Method 2: Budget with changing colours

This is the same as above, but a bit more expensive. You will have to pick up good quality RGB LED strips. In addition to your adapter, you will also need to pick up a driver and a remote. The whole shebang would cost you about Rs 300 for a metre, including driver and adapter.

The procedure is the same as Method 1, except you will need to position the driver in such a way that the remote control works with it. Usually these things need direct infrared. If you have a slightly bigger budget, you can get better options with better remotes.

The best part about the system is that you control which colour your LEDs will show. Set the mood of your house, from warm oranges of a hearth to the cold blues and purples of a party night to romantic pink or yellow. You choose the glow.

Method 3: LightPack

If you don't want to get your hands dirty in connecting wires and going through reams of research. LightPack provides an out of the box solution to your dynamic backlight needs. Now, there's still a bit of DIY (do-it-yourself) element to Lightpack. The first is that you will have a setup on the back of your TV that looks like the spider like facehugger from the Aliens movies. Thankfully it's out of view.

The second is that LightPack does not work alone, you will need an Android device with USB, PC, Mac, Linux or Raspberry Pi connected to your TV. Though Android is the easiest, especially if you have an Android phone lying around unused, then install the Prismatic app and connect your phone to a USB dongle. Lightpack does the rest.

Unfortunately LightPack is only available online off its website, It costs a pretty penny ($100) with about $20 for shipping to India, which makes it an expensive proposition, especially to get it up and running. However, support for this device is growing, especially amongst the modder community. With enough research, you can get it to work with your PS4 and other consoles.
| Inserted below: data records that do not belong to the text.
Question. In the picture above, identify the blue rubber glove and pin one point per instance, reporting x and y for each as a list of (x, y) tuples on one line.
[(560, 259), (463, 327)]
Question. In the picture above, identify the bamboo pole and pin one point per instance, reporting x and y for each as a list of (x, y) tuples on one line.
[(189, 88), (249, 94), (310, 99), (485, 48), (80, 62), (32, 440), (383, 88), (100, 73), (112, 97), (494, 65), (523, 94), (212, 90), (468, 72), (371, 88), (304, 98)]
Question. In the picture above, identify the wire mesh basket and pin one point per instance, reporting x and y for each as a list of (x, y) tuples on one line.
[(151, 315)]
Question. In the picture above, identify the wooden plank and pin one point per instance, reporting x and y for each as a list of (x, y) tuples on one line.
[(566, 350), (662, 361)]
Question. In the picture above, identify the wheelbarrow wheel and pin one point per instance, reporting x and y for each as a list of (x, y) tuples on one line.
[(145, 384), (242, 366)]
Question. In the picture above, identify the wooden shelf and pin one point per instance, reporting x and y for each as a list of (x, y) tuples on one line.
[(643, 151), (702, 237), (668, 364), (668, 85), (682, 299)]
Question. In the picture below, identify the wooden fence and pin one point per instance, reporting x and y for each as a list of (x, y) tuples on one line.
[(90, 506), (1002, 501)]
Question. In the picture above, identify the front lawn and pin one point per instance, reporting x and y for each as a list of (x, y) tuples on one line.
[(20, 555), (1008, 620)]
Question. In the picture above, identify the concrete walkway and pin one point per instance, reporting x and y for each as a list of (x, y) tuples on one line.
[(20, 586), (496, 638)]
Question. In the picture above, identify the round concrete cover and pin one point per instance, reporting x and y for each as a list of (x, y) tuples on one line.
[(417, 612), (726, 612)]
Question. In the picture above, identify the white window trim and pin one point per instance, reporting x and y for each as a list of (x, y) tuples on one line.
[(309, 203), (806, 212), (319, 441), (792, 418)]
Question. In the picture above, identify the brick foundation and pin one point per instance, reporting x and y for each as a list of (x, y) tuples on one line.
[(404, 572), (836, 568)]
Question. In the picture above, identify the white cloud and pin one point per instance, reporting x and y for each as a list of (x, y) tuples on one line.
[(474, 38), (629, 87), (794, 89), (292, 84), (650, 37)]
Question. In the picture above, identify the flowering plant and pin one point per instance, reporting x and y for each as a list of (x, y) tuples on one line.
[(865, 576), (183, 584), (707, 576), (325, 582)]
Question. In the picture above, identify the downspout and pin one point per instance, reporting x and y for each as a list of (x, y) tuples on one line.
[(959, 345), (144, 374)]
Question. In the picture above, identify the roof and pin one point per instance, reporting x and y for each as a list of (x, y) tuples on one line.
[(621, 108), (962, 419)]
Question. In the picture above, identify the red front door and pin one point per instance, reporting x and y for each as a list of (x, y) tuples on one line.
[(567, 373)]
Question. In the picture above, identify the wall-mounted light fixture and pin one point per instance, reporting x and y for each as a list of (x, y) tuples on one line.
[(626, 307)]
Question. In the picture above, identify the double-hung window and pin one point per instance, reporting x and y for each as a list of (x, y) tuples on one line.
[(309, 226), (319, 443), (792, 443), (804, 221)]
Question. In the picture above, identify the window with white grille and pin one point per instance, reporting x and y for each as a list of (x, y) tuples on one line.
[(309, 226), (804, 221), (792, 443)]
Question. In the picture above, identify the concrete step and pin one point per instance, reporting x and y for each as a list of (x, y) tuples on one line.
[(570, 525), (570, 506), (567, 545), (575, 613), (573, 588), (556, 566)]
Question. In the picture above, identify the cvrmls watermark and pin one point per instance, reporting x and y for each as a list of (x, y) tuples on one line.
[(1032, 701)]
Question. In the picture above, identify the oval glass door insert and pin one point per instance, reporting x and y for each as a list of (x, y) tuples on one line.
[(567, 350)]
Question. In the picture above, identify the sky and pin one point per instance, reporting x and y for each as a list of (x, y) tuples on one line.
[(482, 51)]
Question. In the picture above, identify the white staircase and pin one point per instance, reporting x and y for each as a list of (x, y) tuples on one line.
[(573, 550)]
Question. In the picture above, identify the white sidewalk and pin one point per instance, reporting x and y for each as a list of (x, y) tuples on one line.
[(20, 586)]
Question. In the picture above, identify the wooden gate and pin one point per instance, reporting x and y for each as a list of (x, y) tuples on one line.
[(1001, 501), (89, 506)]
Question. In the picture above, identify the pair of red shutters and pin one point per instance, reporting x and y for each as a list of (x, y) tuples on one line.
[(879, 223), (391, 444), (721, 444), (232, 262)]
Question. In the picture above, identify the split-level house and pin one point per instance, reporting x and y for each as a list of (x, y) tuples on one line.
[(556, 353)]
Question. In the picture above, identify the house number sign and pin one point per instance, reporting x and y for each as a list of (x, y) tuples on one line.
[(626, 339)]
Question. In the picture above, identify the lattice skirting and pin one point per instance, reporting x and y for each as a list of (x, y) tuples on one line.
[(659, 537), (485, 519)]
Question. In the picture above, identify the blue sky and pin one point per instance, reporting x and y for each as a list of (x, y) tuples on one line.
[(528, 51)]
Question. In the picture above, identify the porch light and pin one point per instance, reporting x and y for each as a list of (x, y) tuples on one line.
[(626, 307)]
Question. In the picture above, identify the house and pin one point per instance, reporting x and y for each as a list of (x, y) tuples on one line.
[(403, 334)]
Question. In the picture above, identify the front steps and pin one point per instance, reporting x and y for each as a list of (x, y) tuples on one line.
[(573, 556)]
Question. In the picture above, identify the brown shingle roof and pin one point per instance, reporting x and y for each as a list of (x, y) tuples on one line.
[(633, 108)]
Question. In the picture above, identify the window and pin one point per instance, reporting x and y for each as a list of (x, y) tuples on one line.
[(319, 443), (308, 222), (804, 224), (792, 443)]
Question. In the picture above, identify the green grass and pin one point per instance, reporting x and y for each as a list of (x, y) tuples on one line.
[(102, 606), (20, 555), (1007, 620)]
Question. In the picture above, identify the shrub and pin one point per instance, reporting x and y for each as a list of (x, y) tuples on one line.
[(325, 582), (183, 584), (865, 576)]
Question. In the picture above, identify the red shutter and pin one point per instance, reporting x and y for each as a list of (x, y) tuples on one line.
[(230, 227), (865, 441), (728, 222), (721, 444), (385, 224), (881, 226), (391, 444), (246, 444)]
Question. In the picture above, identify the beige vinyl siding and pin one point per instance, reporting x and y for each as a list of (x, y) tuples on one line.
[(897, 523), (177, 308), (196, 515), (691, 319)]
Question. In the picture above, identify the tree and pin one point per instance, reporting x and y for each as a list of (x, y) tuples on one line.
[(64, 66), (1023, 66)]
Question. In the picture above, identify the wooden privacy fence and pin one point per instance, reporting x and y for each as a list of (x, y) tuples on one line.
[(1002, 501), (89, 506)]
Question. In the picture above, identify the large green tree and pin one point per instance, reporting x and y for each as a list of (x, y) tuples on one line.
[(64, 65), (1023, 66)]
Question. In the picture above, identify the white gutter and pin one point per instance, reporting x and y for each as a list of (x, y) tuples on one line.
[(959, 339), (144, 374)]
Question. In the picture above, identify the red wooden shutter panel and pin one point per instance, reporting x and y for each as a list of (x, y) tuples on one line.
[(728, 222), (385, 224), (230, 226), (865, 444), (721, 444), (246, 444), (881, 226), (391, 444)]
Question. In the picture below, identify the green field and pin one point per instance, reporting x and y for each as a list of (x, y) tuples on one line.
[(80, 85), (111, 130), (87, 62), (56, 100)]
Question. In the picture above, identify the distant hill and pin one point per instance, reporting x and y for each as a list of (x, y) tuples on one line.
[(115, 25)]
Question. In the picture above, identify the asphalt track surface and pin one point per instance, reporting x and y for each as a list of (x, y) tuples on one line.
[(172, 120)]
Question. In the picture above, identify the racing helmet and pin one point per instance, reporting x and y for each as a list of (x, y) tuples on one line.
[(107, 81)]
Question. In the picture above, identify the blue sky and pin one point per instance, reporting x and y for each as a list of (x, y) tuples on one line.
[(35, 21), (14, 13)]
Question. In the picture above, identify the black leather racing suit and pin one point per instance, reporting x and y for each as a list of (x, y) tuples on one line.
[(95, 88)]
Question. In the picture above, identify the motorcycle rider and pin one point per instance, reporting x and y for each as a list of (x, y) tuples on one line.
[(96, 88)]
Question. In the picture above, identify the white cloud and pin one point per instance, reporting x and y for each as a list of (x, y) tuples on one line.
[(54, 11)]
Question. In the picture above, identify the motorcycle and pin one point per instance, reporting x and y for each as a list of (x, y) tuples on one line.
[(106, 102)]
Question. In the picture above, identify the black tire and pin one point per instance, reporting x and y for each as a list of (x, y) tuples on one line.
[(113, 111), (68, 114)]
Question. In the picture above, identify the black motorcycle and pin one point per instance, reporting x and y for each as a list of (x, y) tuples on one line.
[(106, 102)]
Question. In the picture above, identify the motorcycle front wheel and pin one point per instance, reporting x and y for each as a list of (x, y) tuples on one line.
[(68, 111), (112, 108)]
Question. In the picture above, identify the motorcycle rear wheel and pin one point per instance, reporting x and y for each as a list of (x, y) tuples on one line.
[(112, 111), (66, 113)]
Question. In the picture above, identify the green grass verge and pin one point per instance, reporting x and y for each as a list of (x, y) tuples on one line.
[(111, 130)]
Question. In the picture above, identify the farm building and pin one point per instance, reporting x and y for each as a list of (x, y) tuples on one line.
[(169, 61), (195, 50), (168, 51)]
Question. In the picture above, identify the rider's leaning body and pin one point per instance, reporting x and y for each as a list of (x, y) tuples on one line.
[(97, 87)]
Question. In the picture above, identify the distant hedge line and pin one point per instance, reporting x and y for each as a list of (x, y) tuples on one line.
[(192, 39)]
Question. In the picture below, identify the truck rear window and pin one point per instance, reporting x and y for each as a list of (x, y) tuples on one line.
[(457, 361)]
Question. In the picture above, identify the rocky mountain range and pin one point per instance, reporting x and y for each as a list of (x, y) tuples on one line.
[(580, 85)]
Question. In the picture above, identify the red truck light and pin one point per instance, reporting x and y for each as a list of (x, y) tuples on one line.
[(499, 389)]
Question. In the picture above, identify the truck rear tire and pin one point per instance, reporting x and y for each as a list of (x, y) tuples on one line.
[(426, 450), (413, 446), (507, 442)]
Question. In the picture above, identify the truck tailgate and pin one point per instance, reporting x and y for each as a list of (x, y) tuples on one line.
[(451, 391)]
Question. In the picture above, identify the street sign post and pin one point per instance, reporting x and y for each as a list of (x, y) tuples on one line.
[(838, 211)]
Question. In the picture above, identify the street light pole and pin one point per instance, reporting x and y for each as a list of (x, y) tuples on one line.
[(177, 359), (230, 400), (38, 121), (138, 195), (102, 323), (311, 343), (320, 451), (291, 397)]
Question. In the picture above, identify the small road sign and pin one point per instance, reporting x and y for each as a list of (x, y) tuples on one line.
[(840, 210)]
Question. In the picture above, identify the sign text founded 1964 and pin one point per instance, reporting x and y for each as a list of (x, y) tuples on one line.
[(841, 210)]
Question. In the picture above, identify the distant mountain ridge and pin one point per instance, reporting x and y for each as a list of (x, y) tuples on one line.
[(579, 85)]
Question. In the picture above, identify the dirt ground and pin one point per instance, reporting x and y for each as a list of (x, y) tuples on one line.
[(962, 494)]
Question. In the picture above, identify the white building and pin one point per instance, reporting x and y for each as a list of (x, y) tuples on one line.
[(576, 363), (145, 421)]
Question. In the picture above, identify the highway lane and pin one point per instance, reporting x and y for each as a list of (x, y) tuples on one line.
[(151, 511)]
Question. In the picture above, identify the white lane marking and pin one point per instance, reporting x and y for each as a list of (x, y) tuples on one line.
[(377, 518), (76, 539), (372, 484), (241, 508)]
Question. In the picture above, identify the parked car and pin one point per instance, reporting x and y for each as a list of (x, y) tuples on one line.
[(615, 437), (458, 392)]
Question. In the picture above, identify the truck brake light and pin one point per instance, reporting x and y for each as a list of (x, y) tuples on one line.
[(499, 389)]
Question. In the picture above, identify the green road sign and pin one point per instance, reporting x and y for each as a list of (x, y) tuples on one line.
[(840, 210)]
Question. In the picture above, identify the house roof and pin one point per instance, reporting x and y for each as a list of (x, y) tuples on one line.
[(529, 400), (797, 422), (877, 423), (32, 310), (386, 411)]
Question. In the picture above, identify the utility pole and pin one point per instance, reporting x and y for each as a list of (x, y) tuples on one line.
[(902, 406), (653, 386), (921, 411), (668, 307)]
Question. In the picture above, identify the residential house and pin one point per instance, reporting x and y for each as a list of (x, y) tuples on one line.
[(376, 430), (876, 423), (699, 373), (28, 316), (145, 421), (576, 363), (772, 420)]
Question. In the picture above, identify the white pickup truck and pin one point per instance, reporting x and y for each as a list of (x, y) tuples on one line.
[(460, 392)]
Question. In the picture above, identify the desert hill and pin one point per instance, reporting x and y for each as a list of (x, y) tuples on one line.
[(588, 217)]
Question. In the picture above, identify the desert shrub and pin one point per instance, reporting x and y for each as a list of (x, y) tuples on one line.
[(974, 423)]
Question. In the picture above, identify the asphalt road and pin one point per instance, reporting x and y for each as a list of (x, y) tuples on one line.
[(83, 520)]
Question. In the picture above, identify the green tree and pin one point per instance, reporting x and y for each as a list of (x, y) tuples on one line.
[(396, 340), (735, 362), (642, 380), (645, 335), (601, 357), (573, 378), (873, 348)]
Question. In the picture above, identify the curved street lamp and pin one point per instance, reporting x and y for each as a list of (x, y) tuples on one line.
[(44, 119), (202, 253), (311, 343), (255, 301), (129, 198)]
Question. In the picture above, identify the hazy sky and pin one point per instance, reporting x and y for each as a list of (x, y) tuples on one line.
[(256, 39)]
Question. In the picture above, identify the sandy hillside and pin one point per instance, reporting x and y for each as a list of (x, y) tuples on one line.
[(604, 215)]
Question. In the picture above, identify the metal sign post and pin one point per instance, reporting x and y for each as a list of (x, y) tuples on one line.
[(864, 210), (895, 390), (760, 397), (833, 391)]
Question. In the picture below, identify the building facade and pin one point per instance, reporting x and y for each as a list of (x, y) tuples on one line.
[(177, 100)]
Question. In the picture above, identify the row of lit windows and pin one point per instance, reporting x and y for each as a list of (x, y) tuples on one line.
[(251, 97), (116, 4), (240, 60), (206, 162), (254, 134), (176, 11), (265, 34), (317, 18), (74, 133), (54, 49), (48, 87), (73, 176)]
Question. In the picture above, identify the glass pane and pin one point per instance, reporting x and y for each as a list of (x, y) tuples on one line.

Method 4: AmbX, a plug and play option for gamers

Another alternative to LightPack is the refined AmbX from Mad Catz Cyborg, a company known for its excellent gaming peripherals. Ambx consists of two simple round RGB light pads on adjustable stands. The lights point to the wall, the connectors go into the USB. Compatible with a wide variety of games, the AmbX software is impressive and the light radius is softer and better looking that the sharper open LED strips.

AmbX is super easy to set up, but only works on PCs or HTPCs if you have one connected. Hopefully, console support will come in a few months. AmbX costs $100 on Amazon.com, not including standard shipping to India.

Well, there you have it. We've provided you with the options for every budget as well as a convenient excuse to make your setup look awesome with a superb ambient light of your choosing. Good luck and may the LED's always be in your favour.